In-House Paradox

By Ted Dieck | Employers Intelligence - Search | Mar 26, 2024

Despite a shrinking workforce and increased demand, many employers are moving their recruiting efforts in-house.  Some even exclude outside contributors, literally attempting to go it alone.

It’s an odd decision.  Typically, fewer resources would mean lower quality and higher costs.  How’s that working out?

Does an employer really save money by bringing its recruiting efforts in-house?

And what about quality?  In-house recruiters usually won’t reach the strongest Candidates.  What does that cost?

Nobody Knows Everybody

There are a few simple reasons recruiting shouldn’t be done exclusively in-house…

The world-famous Post and Pray strategy will only get you so far.

And reaching out to “passive Candidates” is difficult for corporate recruiters.
(Apparently, poaching your neighbor’s employees is still considered bad behavior.)

Sooner or later, every in-house recruiting effort will come up short.
Search partners remain the backstop for serious work.

A Core Recruiting Principle  

Here’s a recruiting principle that will serve us twice…

1) The better Candidates —the really high performers— probably aren’t looking for work.
They’re already employed.

So, simply posting a job opportunity isn’t going to generate a conversation with the best of the best.

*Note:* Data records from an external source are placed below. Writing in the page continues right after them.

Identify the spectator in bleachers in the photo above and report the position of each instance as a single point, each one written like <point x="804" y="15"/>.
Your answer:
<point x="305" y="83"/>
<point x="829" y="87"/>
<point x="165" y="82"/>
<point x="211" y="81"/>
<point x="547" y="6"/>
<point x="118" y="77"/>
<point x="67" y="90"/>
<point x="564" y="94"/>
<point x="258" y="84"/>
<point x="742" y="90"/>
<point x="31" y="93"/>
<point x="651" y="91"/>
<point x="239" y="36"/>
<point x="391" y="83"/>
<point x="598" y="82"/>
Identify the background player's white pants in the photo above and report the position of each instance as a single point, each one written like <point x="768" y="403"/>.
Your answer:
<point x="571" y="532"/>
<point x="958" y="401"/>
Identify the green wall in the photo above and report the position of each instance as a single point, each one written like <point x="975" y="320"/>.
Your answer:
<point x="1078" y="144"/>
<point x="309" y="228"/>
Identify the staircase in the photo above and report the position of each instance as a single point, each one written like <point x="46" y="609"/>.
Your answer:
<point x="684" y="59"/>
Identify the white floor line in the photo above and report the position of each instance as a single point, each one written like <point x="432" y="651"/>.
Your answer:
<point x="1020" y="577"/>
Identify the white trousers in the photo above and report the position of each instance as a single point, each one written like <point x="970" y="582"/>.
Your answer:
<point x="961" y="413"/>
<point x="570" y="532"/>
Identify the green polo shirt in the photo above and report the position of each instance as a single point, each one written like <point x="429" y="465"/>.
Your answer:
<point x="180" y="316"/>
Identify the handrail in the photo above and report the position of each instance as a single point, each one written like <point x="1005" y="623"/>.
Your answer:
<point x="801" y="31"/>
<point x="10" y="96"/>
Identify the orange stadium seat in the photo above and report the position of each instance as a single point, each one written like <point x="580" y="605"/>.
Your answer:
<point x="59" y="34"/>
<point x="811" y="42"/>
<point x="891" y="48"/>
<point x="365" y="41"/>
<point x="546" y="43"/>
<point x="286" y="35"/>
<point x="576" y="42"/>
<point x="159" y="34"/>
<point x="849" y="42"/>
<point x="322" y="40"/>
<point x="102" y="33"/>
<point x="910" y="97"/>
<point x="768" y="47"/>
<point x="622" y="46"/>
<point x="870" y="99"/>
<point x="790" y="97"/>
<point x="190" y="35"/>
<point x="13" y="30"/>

2) In the same way, it’s unlikely that high performing recruiters are looking for work.
Brace yourself…  The kind of recruiter who would apply for your in-house position might not be a high performer.

Net result…
If the top recruiters are busy working the top talent;
then your home grown, in-house efforts will be stuck with the left overs.

Can you afford that?

Costs vs Results

When the Buyer becomes its own Supplier, it’s easy to misunderstand the costs.

On the Supply side…
All productive recruiters have similar costs.
And yet, we clearly get different results.

That’s interesting.

On the Buy side, employers hope to…

  • get acceptable results
  • and pay less.

OK.  Good to have a goal.

But it seems more like an attitude than a strategy.
And that attitude carries costs of its own.

Hidden In-House Costs

Let’s recall the original point of the searches…

Adding employees was supposed to increase production and grow revenue and profits.

Lowering the priority of searches, as a cost-cutting measure, suggests that some searches will be slow to fill.

Question: When a position goes unfilled, what’s the cost?
Answer: The lost revenue and profits.

The Cost Of Good Enough

Slipping “good enough” employees into the mix, just to keep things going is an eternal temptation.

The justification for “good enough” Candidates is, “That’s all that was available.”

The downside of weak Candidates is well documented.

Bottom Line

In-house recruiting strategies are intended to save money.
For normal searches, that might be possible.

There are visible penalties for completely ignoring outside contributions.

Recommended: For the tougher fills, enlist an outside search partner.
Use exclusive assignments for best service.